Nagoya met, de son côté, en avant son poids industriel. Son maire, Ichiro Hirosawa, qui a déjà organisé une conférence de presse, a expliqué que la ville souhaitait s’appuyer sur son savoir-faire dans ce domaine pour convaincre les autorités nationales.
Plus au nord, les autorités de la préfecture d’Hokkaido, au nord du Japon, et de sa capitale, Sapporo, ont mis en place des équipes chargées d’obtenir le statut de deuxième capitale. Ils ont un argument non négligeable : l’éloignement de la fosse de Nankai, une zone sismique active située au large du sud du Japon. Cet argument doit permettre à la région de se distinguer des candidates situées davantage dans le centre et le sud de l’archipel.
Fukuoka figure également parmi les territoires intéressés. Et la compétition ne se limite pas aux plus grandes métropoles : la préfecture montagneuse de Gunma, qui compte environ 1,9 million d’habitants, et aucune ville de plus de 380 000 habitants (ce qui est relativement rare à l’échelle du pays) s’est elle aussi positionnée.
Allègements fiscaux, tourisme… Des perspectives alléchantes pour cette « capitale secondaire »
Il faut dire que l’intérêt pour ses villes ne se limite pas à un statut honorifique. Le projet pourrait entraîner des investissements importants dans les infrastructures nécessaires à l’accueil des services gouvernementaux. Le New York Times évoque également des retombées potentielles de plusieurs centaines de millions de dollars et la perspective d’allégements fiscaux, d’un développement du tourisme et d’une revitalisation urbaine.
Dans les colonnes du journal américain, Masashi Kawai, responsable des politiques à la Fondation de Tokyo, décrit ainsi une compétition marquée par une forme de « ruée vers l’or à ne pas manquer ».
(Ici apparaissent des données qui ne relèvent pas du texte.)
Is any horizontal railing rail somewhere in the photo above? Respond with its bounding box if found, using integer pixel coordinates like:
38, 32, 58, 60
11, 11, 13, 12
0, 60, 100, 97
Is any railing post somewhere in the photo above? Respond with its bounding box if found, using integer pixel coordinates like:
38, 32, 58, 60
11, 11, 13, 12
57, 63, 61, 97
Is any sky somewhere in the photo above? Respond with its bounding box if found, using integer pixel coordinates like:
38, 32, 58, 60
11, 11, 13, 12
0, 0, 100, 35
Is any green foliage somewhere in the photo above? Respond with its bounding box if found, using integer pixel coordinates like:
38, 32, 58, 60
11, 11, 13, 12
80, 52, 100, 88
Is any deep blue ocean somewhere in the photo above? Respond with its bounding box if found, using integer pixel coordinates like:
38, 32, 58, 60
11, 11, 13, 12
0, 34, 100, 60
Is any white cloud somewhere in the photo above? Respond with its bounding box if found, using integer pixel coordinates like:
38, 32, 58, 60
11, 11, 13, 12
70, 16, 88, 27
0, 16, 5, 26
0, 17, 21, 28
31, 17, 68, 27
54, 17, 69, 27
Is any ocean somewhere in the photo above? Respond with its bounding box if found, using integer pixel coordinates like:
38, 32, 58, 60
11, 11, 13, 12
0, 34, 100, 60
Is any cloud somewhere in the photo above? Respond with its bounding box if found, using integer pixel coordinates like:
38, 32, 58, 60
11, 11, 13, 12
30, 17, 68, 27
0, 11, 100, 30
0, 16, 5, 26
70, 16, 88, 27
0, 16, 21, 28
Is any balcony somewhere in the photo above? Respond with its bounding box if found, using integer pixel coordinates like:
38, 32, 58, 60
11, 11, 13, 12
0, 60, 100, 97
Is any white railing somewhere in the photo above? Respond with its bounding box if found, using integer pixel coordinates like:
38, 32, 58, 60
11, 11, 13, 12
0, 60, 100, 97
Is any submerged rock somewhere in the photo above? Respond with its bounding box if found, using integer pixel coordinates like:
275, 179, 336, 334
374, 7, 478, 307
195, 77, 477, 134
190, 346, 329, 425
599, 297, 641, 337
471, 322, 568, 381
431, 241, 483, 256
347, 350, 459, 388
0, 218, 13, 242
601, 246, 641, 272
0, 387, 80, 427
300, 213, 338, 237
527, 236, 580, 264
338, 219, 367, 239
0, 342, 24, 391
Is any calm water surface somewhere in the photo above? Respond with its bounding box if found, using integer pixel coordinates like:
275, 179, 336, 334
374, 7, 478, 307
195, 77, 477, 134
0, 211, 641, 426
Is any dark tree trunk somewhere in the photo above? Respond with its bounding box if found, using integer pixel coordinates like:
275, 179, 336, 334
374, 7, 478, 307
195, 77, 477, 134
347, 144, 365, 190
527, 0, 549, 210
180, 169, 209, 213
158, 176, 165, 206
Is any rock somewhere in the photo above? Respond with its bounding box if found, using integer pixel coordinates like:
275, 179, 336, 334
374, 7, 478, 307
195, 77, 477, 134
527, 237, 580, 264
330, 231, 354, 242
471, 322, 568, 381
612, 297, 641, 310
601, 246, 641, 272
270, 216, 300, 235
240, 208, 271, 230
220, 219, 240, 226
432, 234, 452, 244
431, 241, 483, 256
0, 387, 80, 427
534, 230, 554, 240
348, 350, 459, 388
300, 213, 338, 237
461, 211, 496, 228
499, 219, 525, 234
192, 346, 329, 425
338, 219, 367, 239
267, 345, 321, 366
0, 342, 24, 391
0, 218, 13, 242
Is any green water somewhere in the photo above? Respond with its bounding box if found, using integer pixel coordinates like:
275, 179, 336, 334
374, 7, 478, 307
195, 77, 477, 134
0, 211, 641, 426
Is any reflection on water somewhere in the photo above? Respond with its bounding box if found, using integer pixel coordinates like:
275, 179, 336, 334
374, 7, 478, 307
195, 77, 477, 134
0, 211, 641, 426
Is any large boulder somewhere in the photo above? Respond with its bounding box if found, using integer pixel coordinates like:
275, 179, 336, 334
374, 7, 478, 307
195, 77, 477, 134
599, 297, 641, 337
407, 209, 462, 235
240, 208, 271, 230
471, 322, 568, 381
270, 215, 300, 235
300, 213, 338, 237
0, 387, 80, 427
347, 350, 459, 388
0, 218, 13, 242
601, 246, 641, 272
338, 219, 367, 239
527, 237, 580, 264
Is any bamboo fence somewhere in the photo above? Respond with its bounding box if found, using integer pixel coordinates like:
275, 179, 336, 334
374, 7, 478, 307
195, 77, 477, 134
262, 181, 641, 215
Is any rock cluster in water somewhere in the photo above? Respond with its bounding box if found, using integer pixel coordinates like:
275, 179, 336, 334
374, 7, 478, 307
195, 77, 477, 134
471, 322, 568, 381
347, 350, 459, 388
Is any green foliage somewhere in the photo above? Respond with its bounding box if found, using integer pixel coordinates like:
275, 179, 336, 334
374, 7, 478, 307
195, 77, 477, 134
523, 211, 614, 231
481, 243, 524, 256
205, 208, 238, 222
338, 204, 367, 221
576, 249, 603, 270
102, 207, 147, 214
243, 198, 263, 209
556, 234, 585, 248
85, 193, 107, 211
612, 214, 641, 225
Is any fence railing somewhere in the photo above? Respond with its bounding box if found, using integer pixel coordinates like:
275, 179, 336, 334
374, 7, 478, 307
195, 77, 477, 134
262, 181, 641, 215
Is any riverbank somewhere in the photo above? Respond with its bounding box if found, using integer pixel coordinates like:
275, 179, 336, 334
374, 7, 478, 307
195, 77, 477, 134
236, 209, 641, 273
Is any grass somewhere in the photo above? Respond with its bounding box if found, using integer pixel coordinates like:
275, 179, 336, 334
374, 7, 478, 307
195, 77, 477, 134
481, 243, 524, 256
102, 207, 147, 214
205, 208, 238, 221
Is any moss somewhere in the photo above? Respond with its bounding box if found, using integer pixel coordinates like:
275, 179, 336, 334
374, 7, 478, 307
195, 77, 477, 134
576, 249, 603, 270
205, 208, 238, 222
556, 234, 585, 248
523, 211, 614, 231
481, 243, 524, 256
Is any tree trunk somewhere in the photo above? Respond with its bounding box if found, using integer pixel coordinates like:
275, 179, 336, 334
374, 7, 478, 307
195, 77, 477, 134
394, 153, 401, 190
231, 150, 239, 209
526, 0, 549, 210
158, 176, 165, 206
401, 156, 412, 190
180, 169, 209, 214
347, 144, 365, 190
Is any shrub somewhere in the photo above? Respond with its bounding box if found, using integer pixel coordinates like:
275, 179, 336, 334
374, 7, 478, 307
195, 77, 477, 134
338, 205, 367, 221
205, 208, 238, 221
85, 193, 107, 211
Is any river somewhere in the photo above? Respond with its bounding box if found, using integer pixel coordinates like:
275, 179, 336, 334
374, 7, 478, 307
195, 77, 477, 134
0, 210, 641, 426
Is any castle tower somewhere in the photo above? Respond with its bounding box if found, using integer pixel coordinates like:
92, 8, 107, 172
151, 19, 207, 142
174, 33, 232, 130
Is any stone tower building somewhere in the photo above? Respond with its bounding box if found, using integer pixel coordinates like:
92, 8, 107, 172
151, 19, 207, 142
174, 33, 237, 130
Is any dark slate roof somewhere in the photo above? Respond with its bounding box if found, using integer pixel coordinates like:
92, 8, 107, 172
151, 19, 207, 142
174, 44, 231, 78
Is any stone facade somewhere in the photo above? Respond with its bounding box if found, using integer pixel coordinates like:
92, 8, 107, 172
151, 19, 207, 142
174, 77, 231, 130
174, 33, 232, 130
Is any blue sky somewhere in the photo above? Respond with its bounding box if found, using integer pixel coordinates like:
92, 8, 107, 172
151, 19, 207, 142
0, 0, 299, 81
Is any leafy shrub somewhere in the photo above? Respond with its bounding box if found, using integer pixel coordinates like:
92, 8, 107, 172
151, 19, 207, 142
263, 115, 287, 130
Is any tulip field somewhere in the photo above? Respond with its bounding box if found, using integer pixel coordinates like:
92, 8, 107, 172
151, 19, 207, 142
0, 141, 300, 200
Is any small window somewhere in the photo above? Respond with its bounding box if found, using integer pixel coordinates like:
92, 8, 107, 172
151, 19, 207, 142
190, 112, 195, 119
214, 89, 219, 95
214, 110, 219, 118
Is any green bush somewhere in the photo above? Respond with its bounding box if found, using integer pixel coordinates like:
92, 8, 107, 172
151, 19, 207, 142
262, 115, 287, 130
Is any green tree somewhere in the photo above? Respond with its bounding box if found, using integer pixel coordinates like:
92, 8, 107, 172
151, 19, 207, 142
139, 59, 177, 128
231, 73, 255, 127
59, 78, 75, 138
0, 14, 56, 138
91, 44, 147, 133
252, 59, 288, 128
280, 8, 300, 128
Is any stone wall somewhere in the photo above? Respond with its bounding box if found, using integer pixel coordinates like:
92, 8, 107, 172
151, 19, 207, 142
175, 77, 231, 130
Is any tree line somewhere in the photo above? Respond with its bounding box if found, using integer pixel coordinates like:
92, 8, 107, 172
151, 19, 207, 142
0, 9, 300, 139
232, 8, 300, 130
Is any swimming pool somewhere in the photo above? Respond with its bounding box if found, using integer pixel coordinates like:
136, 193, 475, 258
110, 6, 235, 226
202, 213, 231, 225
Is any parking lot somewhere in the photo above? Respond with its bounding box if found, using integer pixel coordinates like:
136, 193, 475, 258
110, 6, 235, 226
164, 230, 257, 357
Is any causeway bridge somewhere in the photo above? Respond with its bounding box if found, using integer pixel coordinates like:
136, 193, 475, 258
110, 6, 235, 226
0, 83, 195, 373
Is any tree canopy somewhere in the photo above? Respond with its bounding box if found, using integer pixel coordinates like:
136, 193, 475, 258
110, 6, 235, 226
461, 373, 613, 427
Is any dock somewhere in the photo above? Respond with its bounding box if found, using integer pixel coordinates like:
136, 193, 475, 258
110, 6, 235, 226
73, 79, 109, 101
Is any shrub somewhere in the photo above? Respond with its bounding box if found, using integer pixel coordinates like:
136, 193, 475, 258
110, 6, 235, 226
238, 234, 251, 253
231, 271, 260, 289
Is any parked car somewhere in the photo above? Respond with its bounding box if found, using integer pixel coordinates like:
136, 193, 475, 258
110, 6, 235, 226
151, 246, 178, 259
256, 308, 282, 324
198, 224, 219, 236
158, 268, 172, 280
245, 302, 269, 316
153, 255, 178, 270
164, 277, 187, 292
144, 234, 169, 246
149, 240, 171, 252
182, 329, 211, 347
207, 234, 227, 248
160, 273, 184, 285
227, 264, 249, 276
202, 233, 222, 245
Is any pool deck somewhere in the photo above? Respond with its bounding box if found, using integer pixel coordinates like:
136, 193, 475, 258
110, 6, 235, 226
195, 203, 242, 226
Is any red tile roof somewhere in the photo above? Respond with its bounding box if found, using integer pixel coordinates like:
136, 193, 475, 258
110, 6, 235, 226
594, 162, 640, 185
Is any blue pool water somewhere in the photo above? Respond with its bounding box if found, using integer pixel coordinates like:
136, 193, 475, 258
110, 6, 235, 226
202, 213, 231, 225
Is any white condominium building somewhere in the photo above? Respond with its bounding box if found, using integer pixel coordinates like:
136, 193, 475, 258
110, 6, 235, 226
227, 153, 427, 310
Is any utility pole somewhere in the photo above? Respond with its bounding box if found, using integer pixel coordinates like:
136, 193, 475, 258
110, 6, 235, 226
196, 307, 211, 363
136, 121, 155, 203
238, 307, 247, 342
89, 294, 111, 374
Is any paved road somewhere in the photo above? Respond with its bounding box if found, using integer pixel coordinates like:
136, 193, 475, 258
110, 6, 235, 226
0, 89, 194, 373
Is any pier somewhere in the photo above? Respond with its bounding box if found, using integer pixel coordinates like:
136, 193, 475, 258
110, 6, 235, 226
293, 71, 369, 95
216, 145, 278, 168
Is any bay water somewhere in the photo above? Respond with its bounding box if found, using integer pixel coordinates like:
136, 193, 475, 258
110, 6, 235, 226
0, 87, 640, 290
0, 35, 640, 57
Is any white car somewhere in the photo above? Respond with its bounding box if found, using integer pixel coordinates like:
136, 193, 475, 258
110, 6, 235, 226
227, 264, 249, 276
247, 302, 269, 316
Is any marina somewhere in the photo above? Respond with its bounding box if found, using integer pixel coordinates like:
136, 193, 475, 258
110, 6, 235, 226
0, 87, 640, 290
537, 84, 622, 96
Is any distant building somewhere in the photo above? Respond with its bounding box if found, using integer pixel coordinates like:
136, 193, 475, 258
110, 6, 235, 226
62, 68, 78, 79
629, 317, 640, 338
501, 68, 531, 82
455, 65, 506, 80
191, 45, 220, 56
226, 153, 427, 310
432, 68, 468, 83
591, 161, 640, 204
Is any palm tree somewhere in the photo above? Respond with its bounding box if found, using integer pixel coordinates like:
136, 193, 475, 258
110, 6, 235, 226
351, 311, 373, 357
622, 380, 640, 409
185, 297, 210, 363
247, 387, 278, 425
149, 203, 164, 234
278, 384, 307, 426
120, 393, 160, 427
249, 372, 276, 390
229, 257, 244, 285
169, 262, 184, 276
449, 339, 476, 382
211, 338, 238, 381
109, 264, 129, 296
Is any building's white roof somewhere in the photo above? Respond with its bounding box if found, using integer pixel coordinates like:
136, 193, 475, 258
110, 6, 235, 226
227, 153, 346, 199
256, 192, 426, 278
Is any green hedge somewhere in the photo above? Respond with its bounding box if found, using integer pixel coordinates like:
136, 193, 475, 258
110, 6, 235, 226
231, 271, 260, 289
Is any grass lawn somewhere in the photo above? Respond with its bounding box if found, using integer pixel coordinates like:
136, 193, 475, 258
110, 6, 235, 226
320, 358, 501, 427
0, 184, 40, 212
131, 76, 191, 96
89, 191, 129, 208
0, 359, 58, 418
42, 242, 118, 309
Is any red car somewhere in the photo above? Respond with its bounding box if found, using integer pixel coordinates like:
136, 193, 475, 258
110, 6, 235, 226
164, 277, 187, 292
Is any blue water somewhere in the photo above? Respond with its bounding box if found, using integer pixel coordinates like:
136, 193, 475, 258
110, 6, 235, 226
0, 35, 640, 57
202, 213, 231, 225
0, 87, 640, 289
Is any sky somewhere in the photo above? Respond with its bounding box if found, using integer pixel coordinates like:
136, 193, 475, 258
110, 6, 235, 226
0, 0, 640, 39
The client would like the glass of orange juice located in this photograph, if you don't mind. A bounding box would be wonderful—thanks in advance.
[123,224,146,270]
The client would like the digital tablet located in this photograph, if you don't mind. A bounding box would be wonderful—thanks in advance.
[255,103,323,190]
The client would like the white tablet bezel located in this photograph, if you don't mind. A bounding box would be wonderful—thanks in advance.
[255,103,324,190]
Pour autant, la création d’une capitale secondaire ne fait pas l’unanimité. Certains Japonais considèrent qu’il faut avant tout renforcer la capacité de Tokyo à résister aux séismes et aux autres catastrophes. D’autres redoutent que le choix d’une nouvelle métropole n’accentue encore la concentration de la population dans les grandes villes et ne favorise leur économie, au détriment des zones rurales, comme le souligne la RTBF. La question du coût constitue également un point de friction puisque des bâtiments et des installations capables d’accueillir les services de l’État en cas d’urgence devraient être prévus.